TCCS, located in Harlem on Morningside Avenue near 126th Street, is a non-selective, public neighborhood school that provides an excellent education based on the most up-to-date educational research available through its affiliation with Teachers College. Comprehensive educational services, such as psychological evaluations and counseling and after-school science classes, are provided by Columbia University.

Massimino told the packed room of students, teachers and parents about the tough challenges he faced along his own career path. After graduating from Columbia, Massimino earned master’s and doctorate degrees in mechanical engineering at MIT, worked in private business and won two patents, and did a lot of extra studying and strenuous physical conditioning to prepare for his NASA tryout. He was rejected three times before being selected on his fourth try as an astronaut candidate in 1996.

That was only the beginning of years of additional preparation for two space missions – the second of which, to service the Hubble Space Telescope in 2009, included a spacewalk that loosely inspired the recent film Gravity. Wearing a 200-pound space suit with protective helmet and thick gloves and floating weightlessly in pitch-black outer space, Massimino had trouble removing a handrail from the Telescope in order to repair a piece of equipment. The first tool he used didn’t work, then a second one failed, until finally, he yanked the handrail off and proceeded with the repair.

In the Q&A session following his talk, Massimino emphasized that being an astronaut was difficult but fun.   

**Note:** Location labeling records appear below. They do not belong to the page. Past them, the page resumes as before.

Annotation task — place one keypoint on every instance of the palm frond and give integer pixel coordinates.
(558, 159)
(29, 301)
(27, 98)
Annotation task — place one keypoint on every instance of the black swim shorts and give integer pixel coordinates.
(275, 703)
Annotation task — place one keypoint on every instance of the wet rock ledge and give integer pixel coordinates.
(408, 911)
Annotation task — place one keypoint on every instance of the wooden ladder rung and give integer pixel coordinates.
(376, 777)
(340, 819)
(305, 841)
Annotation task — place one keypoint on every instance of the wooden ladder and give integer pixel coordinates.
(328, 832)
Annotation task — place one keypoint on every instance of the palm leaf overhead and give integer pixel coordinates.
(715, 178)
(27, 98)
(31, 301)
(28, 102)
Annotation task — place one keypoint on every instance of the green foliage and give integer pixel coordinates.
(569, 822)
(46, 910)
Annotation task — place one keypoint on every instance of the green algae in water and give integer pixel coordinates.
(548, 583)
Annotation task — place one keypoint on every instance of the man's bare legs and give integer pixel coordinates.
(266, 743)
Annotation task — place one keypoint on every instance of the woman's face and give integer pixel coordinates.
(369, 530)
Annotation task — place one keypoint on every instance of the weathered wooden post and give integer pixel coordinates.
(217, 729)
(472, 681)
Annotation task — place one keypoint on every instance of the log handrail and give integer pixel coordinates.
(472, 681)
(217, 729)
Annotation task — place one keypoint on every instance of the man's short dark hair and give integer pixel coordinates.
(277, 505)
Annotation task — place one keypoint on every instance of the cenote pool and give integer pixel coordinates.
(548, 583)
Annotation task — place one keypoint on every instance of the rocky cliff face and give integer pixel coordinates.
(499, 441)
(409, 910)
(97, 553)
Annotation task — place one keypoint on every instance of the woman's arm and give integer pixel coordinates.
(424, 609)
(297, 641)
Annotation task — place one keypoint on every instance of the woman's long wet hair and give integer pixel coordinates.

One by one, children ages five through seven – two wearing astronaut uniforms – filed up to the front of the room to ask questions that reflected their enchantment, excitement and a little awe.

How fast does the space ship go?

“You go very, very fast in the space ship – really, really fast. You go from zero to 17,000 miles per hour. You need all that speed to get up into space.”

What was your favorite space food and your least favorite space food? 

“Favorite – ravioli. Least favorite – ice cream, because it’s not really ice cream.”

What does the earth look like from the shuttle?

 “It’s the most beautiful thing I have ever seen.”

What’s the future of space exploration?

“Tourists and private companies – not just NASA – want to go to space now. I would hope that when you’re old enough to be an astronaut, there will be lots of opportunities.”

Do you think humans will live on another planet?

“Yes, I do. I think humans might someday live on the Moon or Mars, or another planet.”

How many stars are there?


How has being an astronaut changed your life?

“It’s taught me that you may have to work a lot and stick with it, but dreams do come true.”